The rain began to fall in great garrulous drops. Fred took Monet's sleeve between his fingers; slowly they retraced their steps. For a few yards the youth surrendered passively, but as Fred neared the thicket again he felt the sharp release of Monet's coat sleeve. He continued on his way… Suddenly he heard a noise of swift feet stirring up the rain-soaked leaves. He turned abruptly. Monet was running in the other direction—toward the precipice. A dreadful chill swept him. He tried to call, to run, but a great weakness transfixed him. The startled air made a foolish whistling sound. Monet's figure flew on in silence, gave a quick leaping movement, and was lost!
Fred Starratt crawled back toward the precipice. The rain descended in torrents and a wind rose to meet its violence. He looked down. The pool below was churning to whitecapped fury, releasing a flood of greedy and ferocious gurglings. Gradually a bitter silence fell and a gloom gathered. Everything went black as midnight…
He felt a cold blast playing through his hair. Instinctively he put his hand to his head. His hat was gone.
Suddenly it came to him that he would have to go back to Fairview … alone.
He rose to his feet. "North … a mile or two!" he muttered. "If I can once cross the bridge!"
CHAPTER XVI
On a certain evening in February Fred Starratt, from the upper deck of a ferryboat, again saw the dusky outlines of San Francisco stretch themselves in faint allurement pricked with glittering splendor. It was a mild night—the skies clear, the air tinged with pleasant chill, the bay stilled to nocturnal quiet.

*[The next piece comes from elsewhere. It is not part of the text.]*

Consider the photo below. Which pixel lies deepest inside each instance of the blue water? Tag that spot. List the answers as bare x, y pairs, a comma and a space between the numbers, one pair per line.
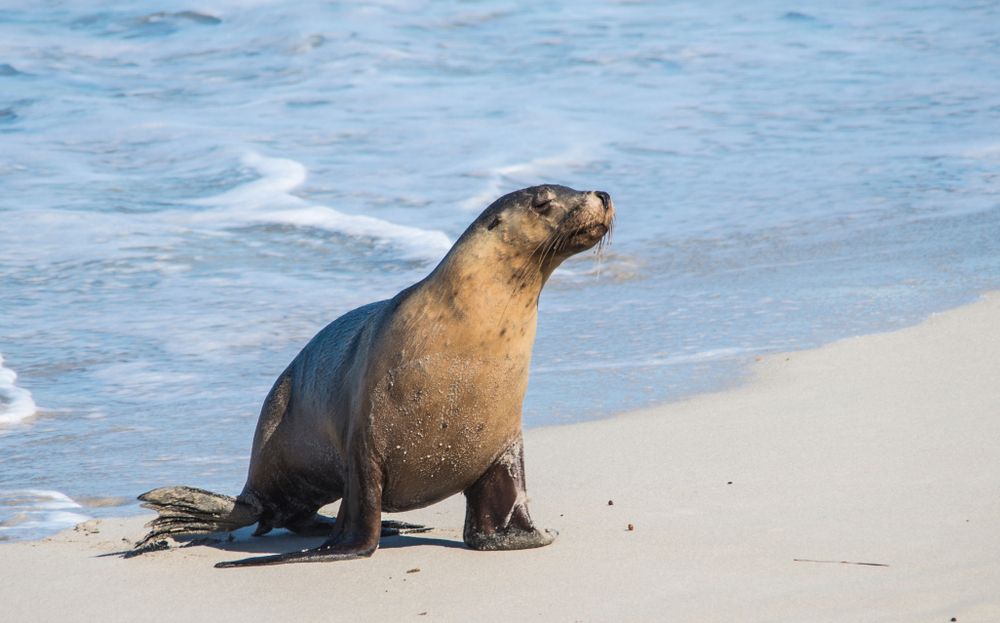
189, 190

He had come out upon the upper deck to be alone. He wanted to approach the city of his birth in decent solitude, to feel the thrill of home-coming in all its poignant melancholy. He had expected the event to assume a special significance, to be fraught with hidden meaning, to set his pulses leaping. But he had to confess that neither the beauty of the night nor the uncommon quality of the event moved him. Had he been wrung dry of all emotional reaction? It was not until a woman came from the stuffy cabin and took a seat in a sheltered corner outside that he had the slightest realization of the nearness of his old environment. As she passed close to his pacing form a sickly sweet odor enveloped him. He looked after her retreating figure. She was carrying a yellow armful of blossoming acacia. The perfume evoked a sad memory of virginal springs innumerable … springs that seemed to go back wistfully beyond his own existence … springs long dead and never to be revived. Dead? No, perhaps not quite that, but springs never to be again his portion. This perfume of the blossoming acacia … how in the old days it had always brought home a sense of awakening, a sense of renewal to a land burned and seared and ravished in the hot and tearless passion of summer! Following the first rains would come the faint flush of green upon the hillsides, growing a little deeper as the healing floods released themselves, and then, one day, suddenly, almost overnight, the acacia would bend beneath a yellow burden, sending a swooning fragrance out to match the yellow sunlight of February. From that moment on the pageant was continuous, bud and blossom and virginal leaf succeeding one another in showering abundance. But nothing that followed quite matched the heavy beauty of these first golden boughs, nothing that could evoke quite the same infinite yearning for hidden and heroic destinies. He defined the spell of the perfume again, but he did not feel it. It shook his memory to its foundations, but it left his senses cold. And the city before him was as sharply revealed and as cruelly unmoving.
Suddenly he was done with a desire for solitude and he went below. A half score of men were idling upon the lower deck. He began his restless pacings again, stroking his faded beard with a strangely white hand. Finally he stopped, gazing wistfully at the dark beauty of the ferry tower, sending its winsome shaft up into the quivering night. A man at his elbow began to speak in the characteristically Californian fashion about the weather.